I'm never going to talk anyone out of some spiritual experience. If someone told me God spoke to them, I am interested in that. It's not my job. I'd probably draw the line if they said why don't you live like this but good luck to them, If people can find peace and harmony in their life, then good luck to them.
KB: What do you say to the idea that religion is about being good and doing good?
SM: I think it's nice to think that everybody's on a different road to the same end but I don't think that's terribly accurate. At the end of the day I think most religions are about organising people and getting people to behave in a certain way.
KB: What struck me about the Mormon family was how regular it seemed. Yes, there were two wives and 17-odd children but it was quite normal (apart from how freakishly well behaved the kids were).
SM: Yes. They'd blown a hole in the side of a mountain and built a house to live in but apart from that it was normal.
KB: Do you keep in mind that you're making this program for a fairly cynical audience?
SM: I think television is a cold medium; it's a cynical medium as well. Anyone watching television these days has a slight sneer around their lips. But I am hopeful that this isn't a program that's like one of those awful reality programs. I think and I hope that it actually has a genuine curiosity underlying it. I think the audience shares that, and if they do they will enjoy the show. I got a different read on the religion from what I already knew.
KB: You do get a sense of these people through the series.
SM: I think once you do actually meet the people it becomes about a different thing. It's not about the religion as much it's about the effect of that on the people and what they take from it. I still envy that, I don't share that. I did have a crack at it, I really did try to buy into the whole thing. Once you start asking questions about the root of the plant, it's a bit of an easy game – for me, that's the problem. I don't think it's right, but I'd like to feel that it is. That's the tug-of-war that goes on with a lot of this, I think. Especially at Christmas time, we hear the choir singing and you feel a little bit closer to there being some grand architect to the whole thing.
Religion… is fraught with this siege mentality. Ultimately people should be able to think for themselves. Ever since people have been able to read, increasingly people are the masters of their own destiny and don't have to be told how to live their lives.
KB: Tell me about your spirituality.
SM: This brace of three documentaries was a bit more manageable for me, in part because I speak the same language.
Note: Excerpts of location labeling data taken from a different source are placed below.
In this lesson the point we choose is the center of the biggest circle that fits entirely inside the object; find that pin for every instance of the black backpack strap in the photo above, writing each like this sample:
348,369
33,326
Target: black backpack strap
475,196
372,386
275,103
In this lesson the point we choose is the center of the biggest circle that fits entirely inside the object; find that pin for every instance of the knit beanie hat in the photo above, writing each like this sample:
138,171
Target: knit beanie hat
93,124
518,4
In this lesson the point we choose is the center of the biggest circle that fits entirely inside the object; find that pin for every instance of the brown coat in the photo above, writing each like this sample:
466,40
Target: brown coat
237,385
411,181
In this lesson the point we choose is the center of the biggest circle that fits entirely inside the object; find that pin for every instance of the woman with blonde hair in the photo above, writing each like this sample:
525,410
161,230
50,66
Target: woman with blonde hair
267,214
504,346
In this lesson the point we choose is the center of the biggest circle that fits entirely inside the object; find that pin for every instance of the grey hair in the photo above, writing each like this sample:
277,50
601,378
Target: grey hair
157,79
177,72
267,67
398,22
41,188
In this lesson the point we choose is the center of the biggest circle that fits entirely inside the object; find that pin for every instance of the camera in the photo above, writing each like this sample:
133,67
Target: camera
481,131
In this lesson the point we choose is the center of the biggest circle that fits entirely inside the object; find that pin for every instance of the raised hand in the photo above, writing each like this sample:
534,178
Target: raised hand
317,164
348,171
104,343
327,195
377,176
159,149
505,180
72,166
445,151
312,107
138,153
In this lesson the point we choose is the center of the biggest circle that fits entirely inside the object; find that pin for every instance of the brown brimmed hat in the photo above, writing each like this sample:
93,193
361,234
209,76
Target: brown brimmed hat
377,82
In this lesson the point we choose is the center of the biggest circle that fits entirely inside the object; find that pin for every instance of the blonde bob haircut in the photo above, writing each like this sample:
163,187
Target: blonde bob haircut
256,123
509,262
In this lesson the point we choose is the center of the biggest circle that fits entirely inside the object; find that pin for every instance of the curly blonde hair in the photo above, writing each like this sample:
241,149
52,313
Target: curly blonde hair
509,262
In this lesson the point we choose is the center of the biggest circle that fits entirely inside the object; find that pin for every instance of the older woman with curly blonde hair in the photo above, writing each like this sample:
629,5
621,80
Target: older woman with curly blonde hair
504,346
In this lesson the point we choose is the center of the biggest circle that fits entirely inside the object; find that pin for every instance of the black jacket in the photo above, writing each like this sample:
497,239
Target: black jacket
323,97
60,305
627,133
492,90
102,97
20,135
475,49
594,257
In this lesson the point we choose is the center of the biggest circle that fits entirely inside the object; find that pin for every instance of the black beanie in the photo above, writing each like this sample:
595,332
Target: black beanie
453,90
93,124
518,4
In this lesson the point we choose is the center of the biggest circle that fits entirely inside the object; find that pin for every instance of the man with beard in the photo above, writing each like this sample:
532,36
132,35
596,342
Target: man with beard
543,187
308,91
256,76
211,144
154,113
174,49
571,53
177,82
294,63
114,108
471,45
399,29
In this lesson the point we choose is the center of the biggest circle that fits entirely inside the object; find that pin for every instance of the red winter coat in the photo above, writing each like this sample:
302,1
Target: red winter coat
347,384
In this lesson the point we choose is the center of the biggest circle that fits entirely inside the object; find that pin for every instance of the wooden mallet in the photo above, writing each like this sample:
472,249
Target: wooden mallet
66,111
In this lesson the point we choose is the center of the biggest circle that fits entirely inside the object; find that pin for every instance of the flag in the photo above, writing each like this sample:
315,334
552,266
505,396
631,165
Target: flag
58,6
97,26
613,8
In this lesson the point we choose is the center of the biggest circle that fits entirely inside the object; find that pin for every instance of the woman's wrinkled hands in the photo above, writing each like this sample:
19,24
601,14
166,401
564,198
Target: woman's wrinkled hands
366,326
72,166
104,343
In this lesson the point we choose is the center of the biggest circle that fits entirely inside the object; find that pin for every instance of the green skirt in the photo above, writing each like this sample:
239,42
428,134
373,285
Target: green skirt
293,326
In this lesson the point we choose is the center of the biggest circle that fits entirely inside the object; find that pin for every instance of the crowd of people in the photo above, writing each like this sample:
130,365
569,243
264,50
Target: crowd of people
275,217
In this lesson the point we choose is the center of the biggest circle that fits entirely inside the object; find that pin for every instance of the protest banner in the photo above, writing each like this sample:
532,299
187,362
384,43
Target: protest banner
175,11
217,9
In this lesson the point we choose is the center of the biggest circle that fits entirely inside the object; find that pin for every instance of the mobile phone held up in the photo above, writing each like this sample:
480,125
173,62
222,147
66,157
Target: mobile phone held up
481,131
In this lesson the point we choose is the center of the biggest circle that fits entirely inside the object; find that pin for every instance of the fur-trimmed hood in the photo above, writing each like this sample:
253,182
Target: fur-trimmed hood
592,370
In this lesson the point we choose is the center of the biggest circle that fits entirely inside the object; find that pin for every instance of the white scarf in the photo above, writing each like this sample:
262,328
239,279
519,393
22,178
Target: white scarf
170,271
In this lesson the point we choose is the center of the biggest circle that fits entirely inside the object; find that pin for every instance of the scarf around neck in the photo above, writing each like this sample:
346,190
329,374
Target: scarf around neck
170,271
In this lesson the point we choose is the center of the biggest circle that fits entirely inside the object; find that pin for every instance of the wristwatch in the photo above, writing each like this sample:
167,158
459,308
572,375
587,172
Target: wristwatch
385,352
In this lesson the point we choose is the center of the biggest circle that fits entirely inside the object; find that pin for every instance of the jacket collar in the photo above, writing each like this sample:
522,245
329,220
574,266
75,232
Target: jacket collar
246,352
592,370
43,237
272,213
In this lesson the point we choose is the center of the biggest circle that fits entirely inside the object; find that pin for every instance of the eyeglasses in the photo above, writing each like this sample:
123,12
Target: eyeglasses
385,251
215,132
The Indian one was all through translators and it was very strange and exotic. Whereas with these, I had a frame of reference, I knew a bit about them. If someone quoted a passage to me, I could say, yes, but what about the next one? I guess I've ended up dismantling and then reassembling to an extent my own faith. We all do that as we approach different states of adulthood. I can't remember who said it but 'A life unexamined is not worth living'. I think it is really important to pull apart those things, and maybe one of the benefits of a secular world is that you feel you have the right to do that. You don't have the fear – you can ask a a question, you can reject something as being unlikely or irrational or unfair or cruel or stupid. You can look at these things and say 'Well that's just dumb'. You're not gonna get struck by lightning for being reasonable.